An employee’s decision to waive the employer’s group health plan in most cases turns down a large employer contribution to the plan. However, this is generally because the employee has considered the calculus that the employee-share of the premium is not worth the price of admission. In other words, even though the employee is foregoing a significant portion of compensation by declining the employer-share of the premium to the plan, the employee is still better off by enrolling in coverage through a spouse, domestic partner, or parent (or potentially going uninsured) than paying the required employee-share of the premium.
Waiving the HCSO turns down a large employer contribution to an MRA (up to $2.83/hour payable) even though it would cost nothing for the employee to receive it. In other words, employees are performing nearly the same function as voluntarily waiving some portion of their wage or salary. It is very likely that most employees who are fully aware of this decision would decline to complete the HCSO waiver.
Note that employers have no responsibility to educate employees on their decision to complete the HCSO Employee Voluntary Waiver Form other than to follow the rules set forth above. It is up to employees to read and understand the text of the form when waiving their right to HCSO health care expenditures.
The best practice approach to administering the HCSO Employee Voluntary Waiver Form:
- Provide the HCSO Employee Voluntary Waiver Form to new hires if they waive the employer’s group health plan.
- Provide the new HCSO Employee Voluntary Waiver Form annually at open enrollment for employees who waive the employer’s group health plan (per above, the form must be renewed annually to remain effective).
- If the HCSO Employee Voluntary Waiver Form will be provided electronically, follow the new electronic distribution rules above.
Employers must make quarterly contributions to the City Option (generally routed to an MRA) for any employees who waive the employer’s group health plan but do not complete the HCSO Employee Voluntary Waiver Form (and for whom no other exemption applies). Contributions are due within 30 days of the end of the preceding quarter.

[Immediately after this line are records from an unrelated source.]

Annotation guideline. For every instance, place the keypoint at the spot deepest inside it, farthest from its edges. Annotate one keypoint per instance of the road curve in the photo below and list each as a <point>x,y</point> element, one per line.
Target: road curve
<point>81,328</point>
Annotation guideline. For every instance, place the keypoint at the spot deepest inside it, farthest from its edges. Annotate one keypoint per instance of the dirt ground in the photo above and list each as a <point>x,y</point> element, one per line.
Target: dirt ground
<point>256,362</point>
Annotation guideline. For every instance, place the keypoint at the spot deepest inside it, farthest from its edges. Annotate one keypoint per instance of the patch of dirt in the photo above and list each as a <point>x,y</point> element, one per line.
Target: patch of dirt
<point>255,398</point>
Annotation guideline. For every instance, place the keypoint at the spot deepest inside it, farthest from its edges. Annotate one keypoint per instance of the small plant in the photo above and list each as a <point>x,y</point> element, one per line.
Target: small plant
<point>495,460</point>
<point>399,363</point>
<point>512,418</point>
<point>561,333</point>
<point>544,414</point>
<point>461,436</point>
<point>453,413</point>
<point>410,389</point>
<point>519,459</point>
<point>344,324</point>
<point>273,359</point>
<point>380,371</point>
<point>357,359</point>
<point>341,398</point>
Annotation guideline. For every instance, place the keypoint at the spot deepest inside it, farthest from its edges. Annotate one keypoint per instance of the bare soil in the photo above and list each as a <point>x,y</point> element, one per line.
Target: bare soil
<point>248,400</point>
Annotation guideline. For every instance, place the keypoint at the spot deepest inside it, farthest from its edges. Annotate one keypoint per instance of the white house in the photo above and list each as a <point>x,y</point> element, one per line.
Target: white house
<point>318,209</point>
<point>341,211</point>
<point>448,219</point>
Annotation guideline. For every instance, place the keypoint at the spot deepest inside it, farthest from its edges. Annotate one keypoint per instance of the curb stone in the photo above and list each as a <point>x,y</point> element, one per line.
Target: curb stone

Disclaimer: The intent of this analysis is to provide the recipient with general information regarding the status of, and/or potential concerns related to, the recipient’s current employee benefits issues. This analysis does not necessarily fully address the recipient’s specific issue, and it should not be construed as, nor is it intended to provide, legal advice. Furthermore, this message does not establish an attorney-client relationship. Questions regarding specific issues should be addressed to the person(s) who provide legal advice to the recipient regarding employee benefits issues (e.g., the recipient’s general counsel or an attorney hired by the recipient who specializes in employee benefits law).